Things like this have been with increasing and somewhat startling frequency lately. I feel like I’m forgetting the most basic things.
I couldn’t remember Robert Downey Jr’s name last night, which is a very big deal since I always remember every celebrity’s name and Robert Downey Jr is also my all-time favorite actor. (Tied with River Phoenix and narrowly beating out Christian Bale, because I’d actually enjoy spending time with Roberty Downey Jr instead of being terrified like I would with Christian Bale, who does terrify me, in a very loving way.)
Anyway – the point is, I think my brain is broken. It’s clearly on vacation. It feels mushy and sleepy and does not want to conjugate anything ever.

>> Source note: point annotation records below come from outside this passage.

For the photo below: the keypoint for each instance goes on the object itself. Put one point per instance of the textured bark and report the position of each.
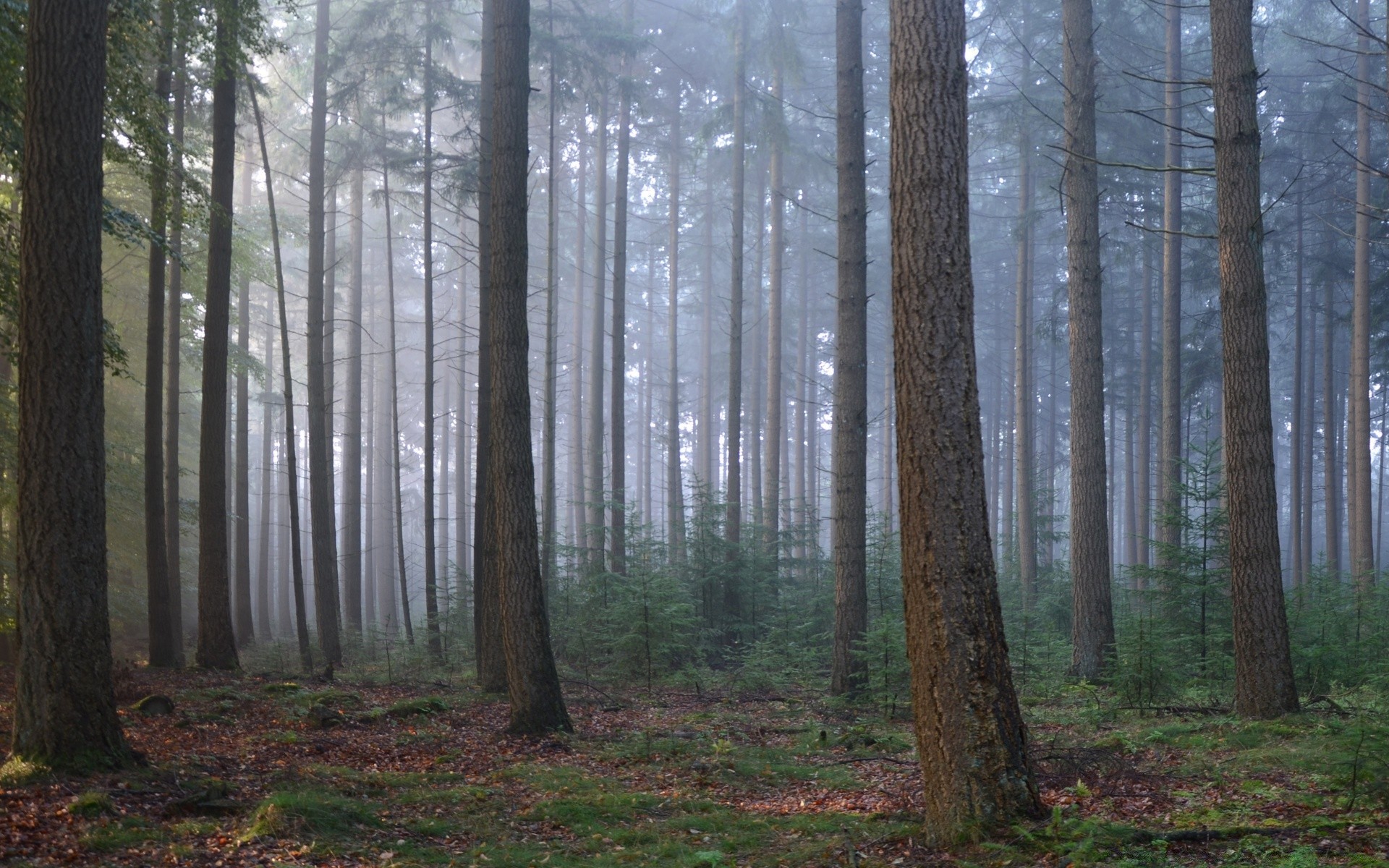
(173, 509)
(164, 649)
(64, 707)
(295, 545)
(1023, 375)
(242, 618)
(970, 732)
(394, 373)
(534, 684)
(734, 490)
(596, 492)
(849, 464)
(352, 421)
(1263, 664)
(486, 617)
(674, 484)
(619, 400)
(1357, 400)
(1170, 430)
(216, 642)
(320, 445)
(1092, 618)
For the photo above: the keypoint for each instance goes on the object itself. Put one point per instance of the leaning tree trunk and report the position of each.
(320, 443)
(164, 650)
(970, 732)
(216, 641)
(64, 706)
(849, 464)
(1092, 613)
(1263, 663)
(306, 656)
(534, 684)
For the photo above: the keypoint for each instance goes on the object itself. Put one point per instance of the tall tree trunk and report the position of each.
(1092, 620)
(164, 644)
(395, 413)
(674, 485)
(1295, 474)
(619, 400)
(486, 614)
(320, 445)
(216, 641)
(849, 464)
(1170, 430)
(173, 507)
(776, 279)
(1263, 664)
(242, 618)
(970, 732)
(596, 492)
(734, 521)
(537, 705)
(431, 566)
(1023, 374)
(263, 584)
(64, 706)
(1357, 400)
(352, 421)
(549, 488)
(306, 656)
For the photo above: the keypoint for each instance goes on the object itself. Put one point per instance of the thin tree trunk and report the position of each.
(164, 646)
(1092, 620)
(306, 655)
(537, 703)
(619, 400)
(1263, 663)
(64, 706)
(849, 469)
(216, 641)
(242, 496)
(352, 421)
(970, 732)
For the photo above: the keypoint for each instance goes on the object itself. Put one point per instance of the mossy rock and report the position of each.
(155, 705)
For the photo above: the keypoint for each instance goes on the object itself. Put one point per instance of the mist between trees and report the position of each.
(712, 344)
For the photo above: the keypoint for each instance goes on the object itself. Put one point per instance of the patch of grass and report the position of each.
(90, 804)
(309, 813)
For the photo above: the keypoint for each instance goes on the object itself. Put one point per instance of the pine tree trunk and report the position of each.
(173, 507)
(1170, 433)
(163, 642)
(619, 400)
(1263, 663)
(674, 484)
(970, 732)
(64, 706)
(352, 421)
(306, 656)
(848, 511)
(595, 495)
(216, 641)
(1092, 620)
(534, 684)
(242, 617)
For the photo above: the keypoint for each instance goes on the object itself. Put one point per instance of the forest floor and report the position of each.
(261, 770)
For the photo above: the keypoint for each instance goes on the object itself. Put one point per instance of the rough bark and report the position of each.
(849, 464)
(970, 732)
(64, 706)
(216, 641)
(1263, 663)
(1092, 613)
(164, 650)
(534, 684)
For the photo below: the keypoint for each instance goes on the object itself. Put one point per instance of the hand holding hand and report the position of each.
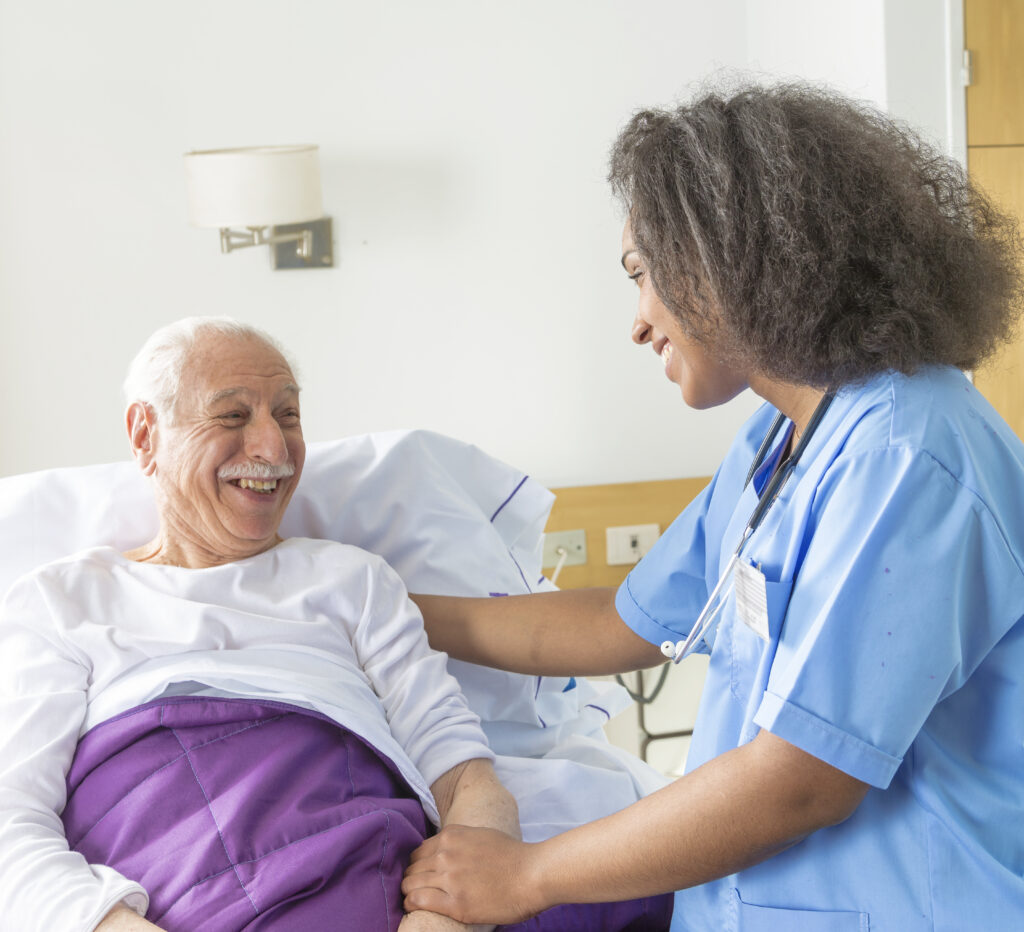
(474, 876)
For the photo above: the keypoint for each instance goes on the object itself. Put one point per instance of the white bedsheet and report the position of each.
(450, 519)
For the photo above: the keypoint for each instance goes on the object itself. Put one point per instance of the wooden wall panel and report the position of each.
(594, 508)
(1000, 172)
(993, 32)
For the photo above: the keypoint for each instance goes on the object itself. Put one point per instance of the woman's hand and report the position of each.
(474, 876)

It’s also having a very, very hard time remembering to reply to emails. I feel like I’m forgetting people – like there’s something I’m supposed to tell them. But I don’t know who or what it is. Because my brain is broken.
So, if you emailed/tweeted/commented/reply to me, and you’re going, “Why hasn’t she responded? That seems awfully rude. What an odd, rude person.” Please, please just email/tweet/comment/reply to me and say, “Hey, I asked you about such-and-such a thing at such-and-such a time, what gives?” And I’ll respond as quickly as I can.
I don’t mean to ignore you. I’m being abnormally forgetful, and I’m naturally assuming something horrible like Huntingon’s or early onset dementia or schizophrenia or brain tumor. Or I might just be a tad overwhelmed by everything I’m doing and having going on lately.
Either way, I’m sorry. And I hope you forgive me. And remind me of what it is I need to do for you.